Die Zeremonie zog sich zu Mikas Erschrecken ziemlich in die Länge und so wurden sie erst entlassen, als es zur ersten großen Pause läutete. Gemeinsam mit ihrer neuen Freundin verließ die junge Frau die Turnhalle, um sich auf den Weg in ihrer Klasse zu machen und ihre Bentos zu holen. Danach wollten sie sich ein schönes Plätzchen suchen und die ersten warmen Sonnenstrahlen des Frühlings genießen.

Neben sich hörte sie Akane müde gähnen: „Oh Mann. Diese Zeremonie wird immer langweiliger…“

„Es hat sich wirklich ganz schön gezogen.“, meinte Mika mit einem Nicken.
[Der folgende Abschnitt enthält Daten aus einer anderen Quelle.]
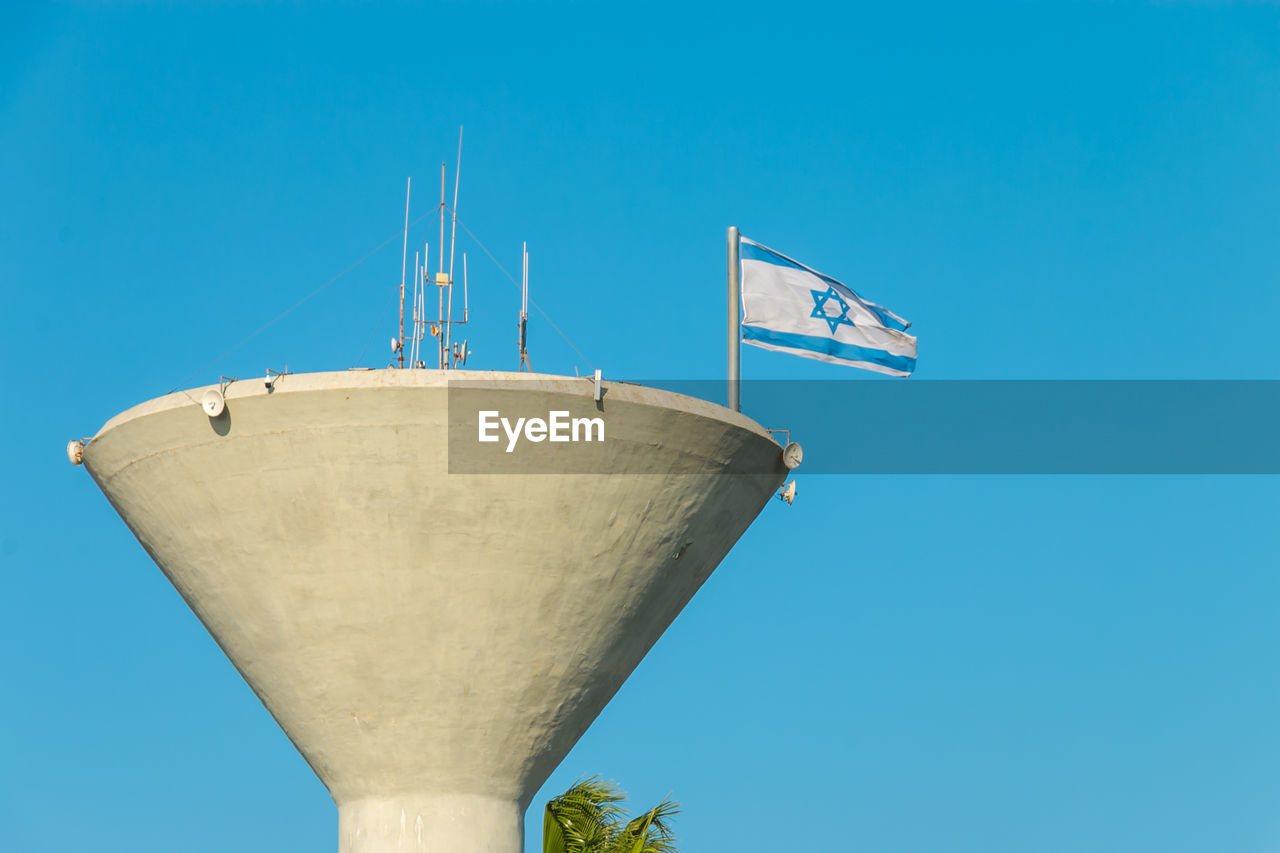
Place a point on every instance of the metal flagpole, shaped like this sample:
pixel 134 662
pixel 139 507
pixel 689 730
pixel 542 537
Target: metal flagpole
pixel 735 333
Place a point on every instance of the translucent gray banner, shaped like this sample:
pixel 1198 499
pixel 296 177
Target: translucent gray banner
pixel 919 427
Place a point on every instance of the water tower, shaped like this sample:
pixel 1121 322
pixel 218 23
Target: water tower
pixel 432 630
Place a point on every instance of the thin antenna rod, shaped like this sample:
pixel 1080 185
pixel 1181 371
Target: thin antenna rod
pixel 524 309
pixel 453 237
pixel 403 263
pixel 417 272
pixel 439 284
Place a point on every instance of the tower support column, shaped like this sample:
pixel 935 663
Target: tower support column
pixel 430 824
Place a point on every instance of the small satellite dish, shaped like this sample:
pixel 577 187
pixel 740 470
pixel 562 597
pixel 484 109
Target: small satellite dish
pixel 792 455
pixel 213 402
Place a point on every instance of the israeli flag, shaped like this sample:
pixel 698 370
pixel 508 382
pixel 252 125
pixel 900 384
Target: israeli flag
pixel 791 308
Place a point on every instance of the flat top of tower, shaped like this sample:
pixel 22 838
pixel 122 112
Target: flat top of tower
pixel 293 383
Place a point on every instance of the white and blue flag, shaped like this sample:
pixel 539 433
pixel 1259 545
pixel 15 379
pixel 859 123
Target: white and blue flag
pixel 791 308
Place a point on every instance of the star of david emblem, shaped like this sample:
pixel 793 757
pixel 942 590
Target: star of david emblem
pixel 821 310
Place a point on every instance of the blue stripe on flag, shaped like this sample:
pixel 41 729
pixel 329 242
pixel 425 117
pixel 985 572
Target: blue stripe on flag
pixel 828 346
pixel 754 251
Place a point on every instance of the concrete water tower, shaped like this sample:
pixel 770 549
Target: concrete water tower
pixel 433 633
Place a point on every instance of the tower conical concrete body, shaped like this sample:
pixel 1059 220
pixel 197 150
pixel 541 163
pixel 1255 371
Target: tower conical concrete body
pixel 432 642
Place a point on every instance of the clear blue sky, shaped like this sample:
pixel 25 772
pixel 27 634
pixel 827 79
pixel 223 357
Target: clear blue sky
pixel 900 665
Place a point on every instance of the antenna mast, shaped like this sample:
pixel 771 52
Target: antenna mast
pixel 524 313
pixel 400 341
pixel 453 237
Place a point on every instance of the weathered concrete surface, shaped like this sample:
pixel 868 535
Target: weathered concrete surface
pixel 433 643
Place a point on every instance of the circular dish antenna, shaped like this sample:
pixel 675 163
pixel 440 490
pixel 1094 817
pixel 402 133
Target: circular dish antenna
pixel 792 455
pixel 213 402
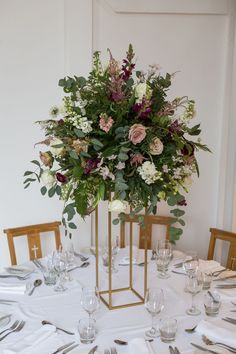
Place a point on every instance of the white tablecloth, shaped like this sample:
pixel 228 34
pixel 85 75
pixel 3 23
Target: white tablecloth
pixel 64 310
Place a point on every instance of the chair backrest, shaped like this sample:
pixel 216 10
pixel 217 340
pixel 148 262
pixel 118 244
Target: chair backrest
pixel 149 221
pixel 33 238
pixel 224 236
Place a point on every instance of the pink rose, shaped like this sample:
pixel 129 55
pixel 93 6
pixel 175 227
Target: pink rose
pixel 137 133
pixel 105 122
pixel 156 146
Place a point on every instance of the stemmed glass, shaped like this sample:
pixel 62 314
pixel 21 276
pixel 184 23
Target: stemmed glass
pixel 154 303
pixel 59 264
pixel 194 286
pixel 163 258
pixel 90 300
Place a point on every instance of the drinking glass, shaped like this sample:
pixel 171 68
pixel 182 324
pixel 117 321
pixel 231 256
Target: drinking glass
pixel 59 264
pixel 90 299
pixel 154 304
pixel 194 286
pixel 212 303
pixel 163 258
pixel 168 329
pixel 87 330
pixel 190 263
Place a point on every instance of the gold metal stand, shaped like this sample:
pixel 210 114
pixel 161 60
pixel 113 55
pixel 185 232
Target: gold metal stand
pixel 108 300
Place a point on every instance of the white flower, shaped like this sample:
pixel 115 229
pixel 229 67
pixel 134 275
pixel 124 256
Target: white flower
pixel 48 178
pixel 54 111
pixel 104 171
pixel 149 173
pixel 56 151
pixel 118 206
pixel 120 165
pixel 141 90
pixel 187 182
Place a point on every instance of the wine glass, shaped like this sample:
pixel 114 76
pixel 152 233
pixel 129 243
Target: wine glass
pixel 194 286
pixel 154 304
pixel 90 299
pixel 59 264
pixel 190 264
pixel 163 258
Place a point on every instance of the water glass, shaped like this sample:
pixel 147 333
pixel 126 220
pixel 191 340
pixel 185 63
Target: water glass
pixel 49 274
pixel 154 304
pixel 168 329
pixel 206 280
pixel 87 330
pixel 90 299
pixel 212 303
pixel 163 258
pixel 194 286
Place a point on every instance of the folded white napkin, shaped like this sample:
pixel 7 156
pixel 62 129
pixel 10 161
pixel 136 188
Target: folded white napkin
pixel 28 344
pixel 13 288
pixel 140 346
pixel 219 331
pixel 209 266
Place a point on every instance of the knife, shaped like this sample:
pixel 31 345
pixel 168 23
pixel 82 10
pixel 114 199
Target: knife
pixel 63 347
pixel 70 348
pixel 3 317
pixel 204 349
pixel 93 350
pixel 225 278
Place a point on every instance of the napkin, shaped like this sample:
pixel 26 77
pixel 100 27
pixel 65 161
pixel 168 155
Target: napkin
pixel 28 344
pixel 13 288
pixel 140 346
pixel 209 266
pixel 219 332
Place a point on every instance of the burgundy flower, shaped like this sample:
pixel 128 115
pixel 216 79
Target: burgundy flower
pixel 60 121
pixel 182 202
pixel 61 178
pixel 175 128
pixel 91 164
Sie streckte sich genüsslich und horchte auf, als sie das Gespräch zweier Schülerinnen mitbekam, welche ihnen aus der Turnhalle folgten.

„Hast du schon das von Ayasegawa aus der 2-3 gehört? Sie soll vollkommen durchgedreht sein. Vor einigen Tagen wurde sie total verängstigt in ihrem Zimmer gefunden, wo sie ständig rief ‚sie wollen mich holen‘.“, sagte die eine Schülerin.
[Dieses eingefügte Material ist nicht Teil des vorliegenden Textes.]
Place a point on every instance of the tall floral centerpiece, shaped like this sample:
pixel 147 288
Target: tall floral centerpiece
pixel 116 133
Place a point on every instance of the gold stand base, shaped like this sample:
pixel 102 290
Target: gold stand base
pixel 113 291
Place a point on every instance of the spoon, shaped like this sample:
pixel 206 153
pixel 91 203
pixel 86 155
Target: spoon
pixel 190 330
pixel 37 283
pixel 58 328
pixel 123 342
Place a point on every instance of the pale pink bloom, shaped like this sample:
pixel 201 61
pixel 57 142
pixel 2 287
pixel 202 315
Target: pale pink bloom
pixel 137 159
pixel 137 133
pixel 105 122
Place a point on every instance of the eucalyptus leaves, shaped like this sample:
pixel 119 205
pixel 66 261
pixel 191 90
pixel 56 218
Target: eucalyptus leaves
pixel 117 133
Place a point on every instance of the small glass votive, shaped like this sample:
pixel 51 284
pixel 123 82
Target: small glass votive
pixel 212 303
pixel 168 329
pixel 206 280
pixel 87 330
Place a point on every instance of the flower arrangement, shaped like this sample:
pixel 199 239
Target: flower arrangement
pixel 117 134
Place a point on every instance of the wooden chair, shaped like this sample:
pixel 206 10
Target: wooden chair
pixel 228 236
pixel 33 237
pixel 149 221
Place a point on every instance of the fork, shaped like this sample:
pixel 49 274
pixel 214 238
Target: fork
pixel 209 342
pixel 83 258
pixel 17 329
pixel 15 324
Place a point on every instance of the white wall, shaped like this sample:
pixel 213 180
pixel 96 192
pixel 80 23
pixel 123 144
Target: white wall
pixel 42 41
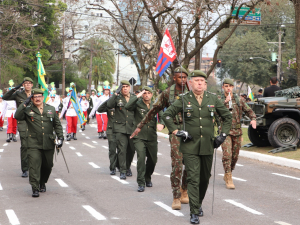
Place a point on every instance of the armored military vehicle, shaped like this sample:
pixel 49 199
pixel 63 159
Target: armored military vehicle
pixel 278 119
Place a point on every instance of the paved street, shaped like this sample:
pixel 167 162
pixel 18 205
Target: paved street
pixel 265 193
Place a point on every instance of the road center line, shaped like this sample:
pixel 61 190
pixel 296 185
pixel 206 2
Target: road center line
pixel 61 183
pixel 282 175
pixel 118 179
pixel 243 207
pixel 234 178
pixel 94 165
pixel 93 212
pixel 91 146
pixel 169 209
pixel 13 219
pixel 282 223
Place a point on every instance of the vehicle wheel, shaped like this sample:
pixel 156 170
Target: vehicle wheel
pixel 284 131
pixel 258 137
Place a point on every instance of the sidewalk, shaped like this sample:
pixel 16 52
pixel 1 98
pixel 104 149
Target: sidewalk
pixel 260 157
„Was? Wirklich? Das ist ja unheimlich. Sag bloß sie…!?, die zweite Schülerin stoppte und Mika war sich sicher, dass die Andere nickte.

„Sie hat das Spiegelspiel gespielt.“, dieser Satz ließ Mika stoppen und sich zu den beiden Mädchen umdrehen und diese erschrocken ansehen.
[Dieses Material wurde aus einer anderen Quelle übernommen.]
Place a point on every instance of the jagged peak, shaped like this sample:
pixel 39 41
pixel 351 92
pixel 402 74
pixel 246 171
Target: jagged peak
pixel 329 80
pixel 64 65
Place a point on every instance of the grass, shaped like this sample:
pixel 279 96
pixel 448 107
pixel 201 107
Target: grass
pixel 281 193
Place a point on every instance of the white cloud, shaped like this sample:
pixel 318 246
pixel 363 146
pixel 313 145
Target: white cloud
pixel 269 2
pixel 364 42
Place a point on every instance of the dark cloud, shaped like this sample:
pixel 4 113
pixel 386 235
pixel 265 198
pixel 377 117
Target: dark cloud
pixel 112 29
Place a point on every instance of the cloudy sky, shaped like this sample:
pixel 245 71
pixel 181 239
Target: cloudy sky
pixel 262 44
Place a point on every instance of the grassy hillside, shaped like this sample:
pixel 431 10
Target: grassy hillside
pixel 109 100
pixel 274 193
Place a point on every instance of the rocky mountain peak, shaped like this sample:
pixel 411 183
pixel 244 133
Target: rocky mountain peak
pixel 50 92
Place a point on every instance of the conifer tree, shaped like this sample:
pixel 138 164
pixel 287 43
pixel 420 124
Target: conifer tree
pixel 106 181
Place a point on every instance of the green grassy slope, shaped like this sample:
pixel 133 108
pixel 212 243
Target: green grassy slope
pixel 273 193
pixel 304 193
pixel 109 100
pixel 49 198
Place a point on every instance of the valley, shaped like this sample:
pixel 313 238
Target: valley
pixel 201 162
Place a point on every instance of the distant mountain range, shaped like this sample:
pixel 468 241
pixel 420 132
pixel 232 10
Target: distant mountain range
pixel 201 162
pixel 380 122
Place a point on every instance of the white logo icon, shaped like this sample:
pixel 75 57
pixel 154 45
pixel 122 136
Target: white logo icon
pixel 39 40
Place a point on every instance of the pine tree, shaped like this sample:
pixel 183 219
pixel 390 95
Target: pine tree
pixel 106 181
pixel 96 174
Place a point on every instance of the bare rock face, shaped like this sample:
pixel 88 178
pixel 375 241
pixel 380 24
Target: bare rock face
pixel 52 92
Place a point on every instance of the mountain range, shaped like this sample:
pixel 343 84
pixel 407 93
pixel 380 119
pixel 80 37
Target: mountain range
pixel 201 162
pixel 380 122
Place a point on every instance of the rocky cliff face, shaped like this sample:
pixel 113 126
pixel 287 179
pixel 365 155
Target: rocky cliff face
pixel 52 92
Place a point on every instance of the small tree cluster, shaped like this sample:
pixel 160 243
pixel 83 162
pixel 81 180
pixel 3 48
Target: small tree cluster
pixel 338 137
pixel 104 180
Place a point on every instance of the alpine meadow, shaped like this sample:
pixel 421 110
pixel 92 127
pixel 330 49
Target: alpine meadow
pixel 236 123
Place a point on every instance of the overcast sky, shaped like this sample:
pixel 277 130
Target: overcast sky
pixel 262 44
Auch die Beiden stoppten plötzlich und sahen die Blauhaarigen mit fragenden Blicken an, bevor sie tuschelnd die Köpfe zusammensteckten und sich an der jungen Frau vorbeischlängelten, um kurz darauf in den Schülermassen unterzutauchen. Mika sah ihnen nach und ein ungutes Gefühl breitete sich in ihrem Magen aus, als sie wieder an das Wort dachte, welches sie gehört hatte. Wieder wurde sie an die Begegnung mit diesem merkwürdigen Wesen am Vorabend erinnert und ein eiskalter Schauer lief ihr den Rücken herunter. Eine Hand auf ihrer Schulter ließ sie aufschrecken und in die grünen Augen ihrer neuen Freundin sehen. Diese blickte sie kurz fragend an, doch meinte dann, dass sie sich langsam ihre Bentos holen sollten, da die Pause nicht ewig ging. Sich langsam beruhigend nickte Mika und folgte der Braunhaarigen.
 

Einige Minuten später saßen beide auf dem Dach des Schulgebäudes und blickten auf die Stadt hinaus. Ihre Lunchpakete verschlingend hatten sie seither kein weiteres Wort mehr gewechselt, weshalb Mika die Situation allmählich unangenehm wurde. Auch Akane schien diese Stille zu nerven, denn sie seufzte plötzlich.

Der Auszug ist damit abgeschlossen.